Hence, the problems are the same when paging occurs. And these problems make 
it almost useless by default. The algorithm counting shared memory simply 
checks the reference count of each page table entry. If it is at least 2 the 
page is shared. If a page is not present (paged out) it is not counted at 
all.

Now what happens if the master apache is mostly paged out? Then there are only 
a few shared pages left. That makes SizeLimit terminate the process 
practically after each check.

I have found 3 solutions:

1. obviously: not to use swap space at all

2. mlockall(2) while the master is initializing. This means the master apache 
is always completely present in memory. The lock is not inherited by child 
processes, thus, the workers can be paged out.

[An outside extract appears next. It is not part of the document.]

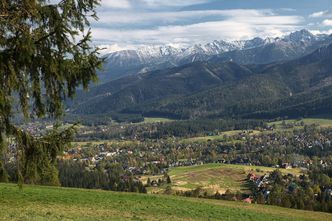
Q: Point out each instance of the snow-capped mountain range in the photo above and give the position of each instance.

3. patch linux to report shared swap space as well. I have not looked into 
this any further.

Would it be right to patch the mlockall(2) into SizeLimit.pm with an option to 
disable it?

This has the drawback that to mlockall a process you must be root. It could be 
done in a PostConfig handler that checks if MIN_SHARED or MAX_UNSHARED are 
set and executes the syscall only if yes. That would then also be the right 
place to check for the presence of /proc/PID/smaps. If only MAX_PROCESS_SIZE 
is set then checking /proc/PID/statm will also do and is a lot cheaper (on 
2.6).

I think a description of the behavior should be in the docs in any case.